Deputy Minister of Defense and Aviation
- In office: 1978 – 5 November 2011
- Predecessor: Turki II bin Abdulaziz Al Saud
- Successor: Khalid bin Sultan
- Prime Minister: List King Khalid; King Fahd; King Abdullah; ;
- Born: 1931 Kingdom of Nejd and Hejaz
- Died: 13 July 2017 (aged 85–86)
- Burial: 15 July 2017 Al Adl cemetery, Mecca
- Spouse: Maha Al Ibrahim; Munira bint Turki bin Ahmed Al Sudairi;

Names
- Abdul Rahman bin Abdulaziz bin Abdul Rahman bin Faisal Al Saud
- House: Al Saud
- Father: King Abdulaziz
- Mother: Hussa bint Ahmed Al Sudairi
- Education: University of California, Berkeley; California Military Academy;

= Abdul Rahman bin Abdulaziz Al Saud =

Saudi royal and government official (1931–2017)

Abdul Rahman bin Abdulaziz Al Saud (عبد الرحمن بن عبد العزيز آل سعود, ʿAbd ar Raḥman ibn ʿAbd al ʿAzīz Āl Suʿūd; 1931 – 13 July 2017) was a senior member of the House of Saud and Saudi Arabian deputy minister of defense and aviation. At the time of his death, he was the oldest living member of the Sudairi Seven.

==Early life and education==
Abdul Rahman was born in 1931 as the sixteenth son of King Abdulaziz and third son of Hussa bint Ahmed Al Sudairi. He was the first of King Abdulaziz's sons to study in the West and received a bachelor's degree in economics and business administration from the University of California, Berkeley. He also graduated from the California Military Academy.

==Career==
Prince Abdul Rahman was the counsellor for royal family affairs during the mid-1970s. He replaced his brother, Prince Turki, as the deputy minister of defense and aviation in 1978 when Turki resigned. Prince Abdul Rahman also involved in business activities.

During Prince Sultan’s absence from the Kingdom for medical treatment, he increased his activity at the ministry. Abdul Rahman was often described as becoming more irritable with age.
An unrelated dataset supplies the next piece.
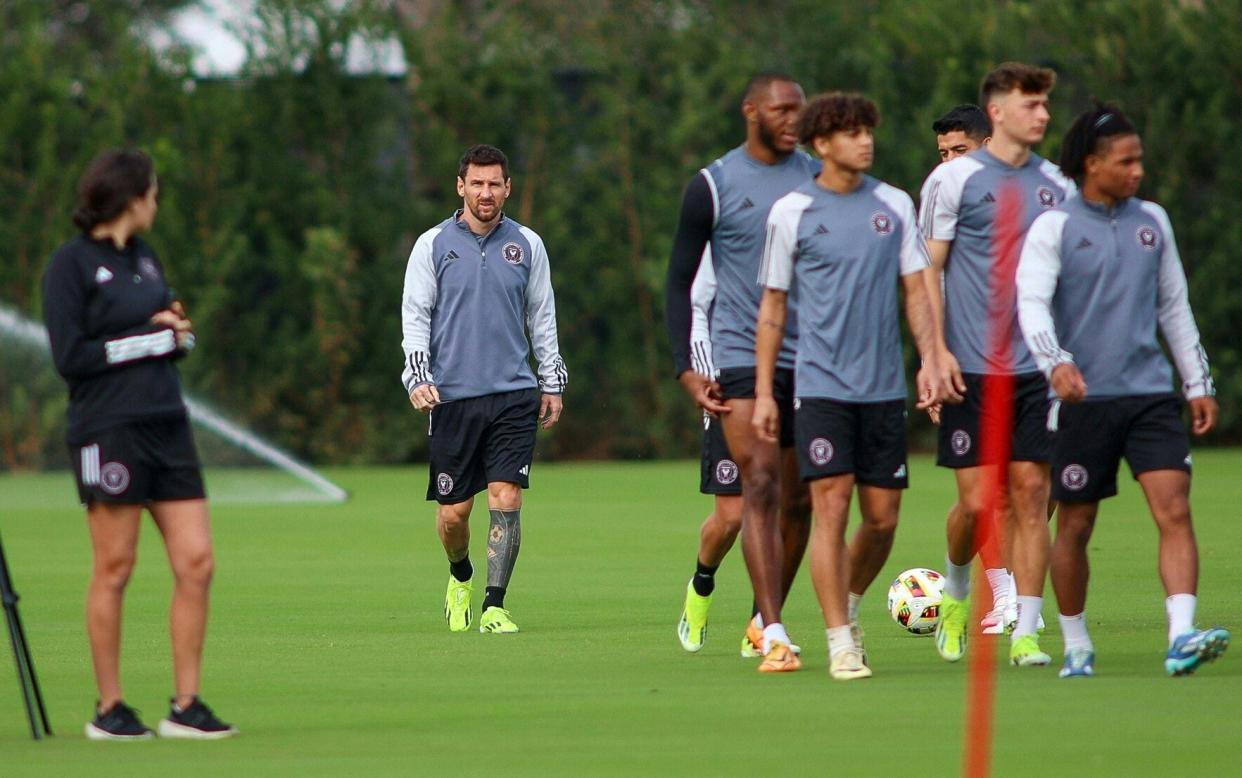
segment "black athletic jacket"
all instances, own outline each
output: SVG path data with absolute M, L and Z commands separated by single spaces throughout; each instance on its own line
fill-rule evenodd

He was relieved from his post as deputy minister on 5 November 2011. According to Al-Quds Al-Arabi, he was dismissed by King Abdullah when, unhappy at being bypassed as crown prince in favor of Prince Nayef, he refused to declare allegiance to Nayef.

==Views and succession==
Following the Gulf War, Prince Abdul Rahman, as deputy defense minister, objected to the request of Prince Khalid bin Sultan to be named as the chief of staff of the Saudi army.

==Personal life and death==
Prince Abdul Rahman married Maha Al Ibrahim, sister of King Fahd's wife Al Jawhara Al Ibrahim and Al Ibrahim's brothers (including Waleed Al Ibrahim). Another wife was Munira bint Turki bin Ahmed Al Sudairi. His son-in-law is Nayef bin Fawwaz Al Sha'lan. One of Abdul Rahman's son, Mohammed, was named the deputy governor of Riyadh in 2017.

Abdul Rahman died on 13 July 2017 at the age of 86. Funeral prayers were performed at the Grand Mosque in Mecca on 15 July, and he was buried at Al Adl cemetery. One of his sons, Saud, died in November 2021, just a few years after Abdul Rahman.